About midway though the 25 years, I yielded to family pressure and got a presumably well-paid and secure job doing PR work for a government agency. I was gone in just a year — and was never more relieved to lose a job.
So, tell me, FRiends — have I wasted my life? Yes, the world needs plumbers more than Shakespeare scholars. But how does a young man make a living whose only detectable talent is his way with words?
Most professors assign a ton of work and heaven help you if your prof does the “flipped classroom” model, which ends in classroom time spent in daily group study sessions that resemble a text based scavenger hunt where everyone gets spends too much time trying to figure out group dynamics since these are mostly assigned. This reduces the professor’s input to being a moderator and assignor of readings. Then there are the social justice and “enrichment” activities that are intended to be “nudges”, so yeah, most people are going to prioritize what has to get done and leave the “nudges” behind wherever possible.
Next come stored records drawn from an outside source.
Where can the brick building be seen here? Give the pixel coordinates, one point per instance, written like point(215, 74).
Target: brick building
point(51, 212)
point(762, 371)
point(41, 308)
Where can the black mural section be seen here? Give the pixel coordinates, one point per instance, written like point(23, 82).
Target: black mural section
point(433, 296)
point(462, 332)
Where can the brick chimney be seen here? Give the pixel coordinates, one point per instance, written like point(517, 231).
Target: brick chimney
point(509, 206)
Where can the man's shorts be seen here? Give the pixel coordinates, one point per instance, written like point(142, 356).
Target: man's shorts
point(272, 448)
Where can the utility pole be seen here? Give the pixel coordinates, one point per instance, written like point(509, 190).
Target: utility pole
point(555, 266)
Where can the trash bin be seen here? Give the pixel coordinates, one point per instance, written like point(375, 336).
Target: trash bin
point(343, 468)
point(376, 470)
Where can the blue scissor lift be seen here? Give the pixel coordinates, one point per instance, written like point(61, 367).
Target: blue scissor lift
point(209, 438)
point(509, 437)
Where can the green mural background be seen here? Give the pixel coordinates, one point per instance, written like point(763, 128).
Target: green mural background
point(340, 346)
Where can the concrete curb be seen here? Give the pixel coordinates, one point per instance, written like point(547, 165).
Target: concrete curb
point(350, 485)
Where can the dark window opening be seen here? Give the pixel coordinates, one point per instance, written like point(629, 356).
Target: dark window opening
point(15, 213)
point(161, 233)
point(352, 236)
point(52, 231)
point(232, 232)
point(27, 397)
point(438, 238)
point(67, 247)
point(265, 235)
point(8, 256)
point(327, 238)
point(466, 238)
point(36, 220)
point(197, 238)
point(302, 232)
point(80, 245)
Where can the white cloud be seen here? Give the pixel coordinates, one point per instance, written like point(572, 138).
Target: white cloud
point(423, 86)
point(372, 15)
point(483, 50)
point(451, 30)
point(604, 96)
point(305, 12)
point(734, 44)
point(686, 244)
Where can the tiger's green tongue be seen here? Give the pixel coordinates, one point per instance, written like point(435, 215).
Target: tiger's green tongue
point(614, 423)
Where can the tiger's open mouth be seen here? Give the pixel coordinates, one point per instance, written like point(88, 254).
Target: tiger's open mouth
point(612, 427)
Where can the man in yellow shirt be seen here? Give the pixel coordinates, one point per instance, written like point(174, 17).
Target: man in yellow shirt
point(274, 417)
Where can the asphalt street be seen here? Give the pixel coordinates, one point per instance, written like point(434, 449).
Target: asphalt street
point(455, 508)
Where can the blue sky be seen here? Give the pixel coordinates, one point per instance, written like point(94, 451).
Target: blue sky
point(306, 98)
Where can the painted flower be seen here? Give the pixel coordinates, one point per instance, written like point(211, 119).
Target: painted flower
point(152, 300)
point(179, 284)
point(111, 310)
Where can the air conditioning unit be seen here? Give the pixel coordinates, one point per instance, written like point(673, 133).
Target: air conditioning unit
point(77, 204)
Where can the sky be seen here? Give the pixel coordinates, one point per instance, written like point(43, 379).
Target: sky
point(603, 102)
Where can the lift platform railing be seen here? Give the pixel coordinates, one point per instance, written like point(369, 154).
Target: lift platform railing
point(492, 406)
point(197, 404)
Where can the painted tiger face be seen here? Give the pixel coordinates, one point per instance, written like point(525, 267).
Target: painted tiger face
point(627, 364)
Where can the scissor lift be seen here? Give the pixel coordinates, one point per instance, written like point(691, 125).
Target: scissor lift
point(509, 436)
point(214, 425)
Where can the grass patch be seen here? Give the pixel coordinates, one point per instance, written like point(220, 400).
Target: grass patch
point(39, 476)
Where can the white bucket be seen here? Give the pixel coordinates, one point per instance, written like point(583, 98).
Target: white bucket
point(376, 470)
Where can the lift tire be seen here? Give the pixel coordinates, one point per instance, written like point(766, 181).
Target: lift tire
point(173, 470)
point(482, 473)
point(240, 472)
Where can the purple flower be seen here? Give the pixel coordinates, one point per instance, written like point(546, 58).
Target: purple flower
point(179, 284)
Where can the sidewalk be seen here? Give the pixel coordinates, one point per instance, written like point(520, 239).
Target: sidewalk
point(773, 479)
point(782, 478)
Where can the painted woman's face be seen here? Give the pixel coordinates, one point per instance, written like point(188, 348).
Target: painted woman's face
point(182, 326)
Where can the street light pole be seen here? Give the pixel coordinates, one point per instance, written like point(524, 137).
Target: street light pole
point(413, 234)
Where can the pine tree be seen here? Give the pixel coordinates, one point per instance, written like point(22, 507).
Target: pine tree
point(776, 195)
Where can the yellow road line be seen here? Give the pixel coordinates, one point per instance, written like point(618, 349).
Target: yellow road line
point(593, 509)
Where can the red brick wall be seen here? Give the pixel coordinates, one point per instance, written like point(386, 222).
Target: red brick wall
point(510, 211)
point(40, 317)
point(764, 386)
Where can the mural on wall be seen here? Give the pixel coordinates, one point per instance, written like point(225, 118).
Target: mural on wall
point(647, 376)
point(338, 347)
I can tell you that whoever came up with the well meaning flipped classroom, nudges, and other unholy progeny of academic research projects likely watered with the tears of grad students should burn in hell!
Somehow it doesn’t surprise me that when what these guys did didn’t work that they would decide that more money was what was called for.
I never liked it, and I never got good at it (easy to see my slobbering). I look at the work done by the Illegals in my house and it’s pure art, not one spec of soldier where it doesn’t belong. I should be able to come close, but I can’t! Bites.
Why do kids need college when they already know everything
Funny, but my experience has been far more stupid destructiveness and far less “art.”